UN climate chief: Paris Agreement could enter into force next year
06 July 2016 | Mitigation
The Paris Agreement, a historic global pact to address climate change, could enter into force as early as next year, said outgoing United Nations (UN) climate chief Christiana Figueres on Tuesday.
Figueres told reporters at the seventh Petersberg Climate Dialogue, an informal ministerial meeting taking place here, that as more and more countries showed their intention to quickly ratify the pact reached last year in France, the Paris Agreement was approaching the threshold of starting operation.
"It will be possible for the Paris Agreement to enter into force as early as next year," said Figueres as her last day as the executive secretary of the United Nations Framework Convention on Climate Change (UNFCCC).
"We will be three years ahead of schedule. It is again a confirmation of the spirit of collaboration that came out of Paris continues," she said.
A total of 178 parties of UNFCCC have signed the Paris Agreement. However, for the pact to come into effect, ratification documents must be submitted by at least 55 parties representing 55 percent of global carbon emissions.
Currently, 19 countries have completed this process. China and United States have said they would join the agreement by the end of 2016.
On Tuesday, Germany announced it would also ratify the agreement this year, as did Hungary and France.
"It is important to us to conclude the whole process before the climate conference in Marrakech," said German Chancellor Angela Merkel, referring to the Marrakech Climate Change Conference in November this year.

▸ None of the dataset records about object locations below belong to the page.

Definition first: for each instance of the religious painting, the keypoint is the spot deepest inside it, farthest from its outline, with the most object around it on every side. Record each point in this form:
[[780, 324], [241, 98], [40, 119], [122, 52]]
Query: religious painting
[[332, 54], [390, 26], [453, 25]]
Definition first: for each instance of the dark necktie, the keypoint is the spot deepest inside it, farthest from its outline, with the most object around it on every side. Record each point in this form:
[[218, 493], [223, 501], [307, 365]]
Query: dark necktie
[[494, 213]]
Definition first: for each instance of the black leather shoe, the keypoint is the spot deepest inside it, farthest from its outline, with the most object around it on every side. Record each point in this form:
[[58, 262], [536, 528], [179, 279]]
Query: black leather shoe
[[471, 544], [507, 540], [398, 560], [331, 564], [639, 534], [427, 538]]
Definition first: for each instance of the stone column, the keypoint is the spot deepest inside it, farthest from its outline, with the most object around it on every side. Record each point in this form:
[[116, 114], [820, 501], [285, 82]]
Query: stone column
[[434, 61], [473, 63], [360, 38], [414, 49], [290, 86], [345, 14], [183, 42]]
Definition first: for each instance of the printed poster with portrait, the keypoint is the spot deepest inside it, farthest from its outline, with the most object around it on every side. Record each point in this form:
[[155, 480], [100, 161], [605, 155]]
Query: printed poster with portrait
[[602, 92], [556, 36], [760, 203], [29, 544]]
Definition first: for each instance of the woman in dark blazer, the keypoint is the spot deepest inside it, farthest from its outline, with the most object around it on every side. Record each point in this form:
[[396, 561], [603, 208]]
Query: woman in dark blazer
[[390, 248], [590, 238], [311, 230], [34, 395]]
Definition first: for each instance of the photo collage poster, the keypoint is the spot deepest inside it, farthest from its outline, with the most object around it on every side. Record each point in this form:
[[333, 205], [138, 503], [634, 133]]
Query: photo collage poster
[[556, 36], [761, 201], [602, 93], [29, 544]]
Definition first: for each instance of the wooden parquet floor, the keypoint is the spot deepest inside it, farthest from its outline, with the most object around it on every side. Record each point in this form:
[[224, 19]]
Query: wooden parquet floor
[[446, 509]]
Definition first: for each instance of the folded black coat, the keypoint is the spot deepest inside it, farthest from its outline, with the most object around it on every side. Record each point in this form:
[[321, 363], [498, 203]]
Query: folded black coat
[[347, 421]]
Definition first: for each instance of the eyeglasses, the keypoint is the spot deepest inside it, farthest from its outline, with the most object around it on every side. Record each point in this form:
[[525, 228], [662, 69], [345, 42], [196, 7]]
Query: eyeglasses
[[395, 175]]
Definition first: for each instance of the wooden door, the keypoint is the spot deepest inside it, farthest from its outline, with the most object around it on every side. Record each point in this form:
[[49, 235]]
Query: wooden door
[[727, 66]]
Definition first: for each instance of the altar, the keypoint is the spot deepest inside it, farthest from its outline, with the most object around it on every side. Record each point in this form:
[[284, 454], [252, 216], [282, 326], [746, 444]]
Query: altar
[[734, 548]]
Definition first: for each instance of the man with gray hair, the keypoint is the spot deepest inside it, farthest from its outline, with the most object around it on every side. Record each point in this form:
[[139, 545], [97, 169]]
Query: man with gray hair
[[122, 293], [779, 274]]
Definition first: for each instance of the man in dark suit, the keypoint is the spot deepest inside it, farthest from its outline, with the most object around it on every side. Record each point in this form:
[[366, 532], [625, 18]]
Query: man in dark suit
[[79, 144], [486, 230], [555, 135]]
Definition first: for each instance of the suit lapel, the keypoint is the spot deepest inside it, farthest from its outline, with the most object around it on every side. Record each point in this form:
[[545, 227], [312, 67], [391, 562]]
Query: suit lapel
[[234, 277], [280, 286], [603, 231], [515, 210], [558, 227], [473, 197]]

According to EU procedure, Germany, as well as Hungary and France, would only submit their ratification documents with all the other EU member states together.
"We will make it during the course of next year," said German environment minister Barbara Hendricks, "otherwise we will only be a guest at the first conference of the parties of the Paris Agreement. I think this will be enough impetus to move us in that direction."
She added that the EU's ratification procedure would not be impacted by Britain's decision to exit the bloc, as the country would not complete its withdrawal procedure by next year.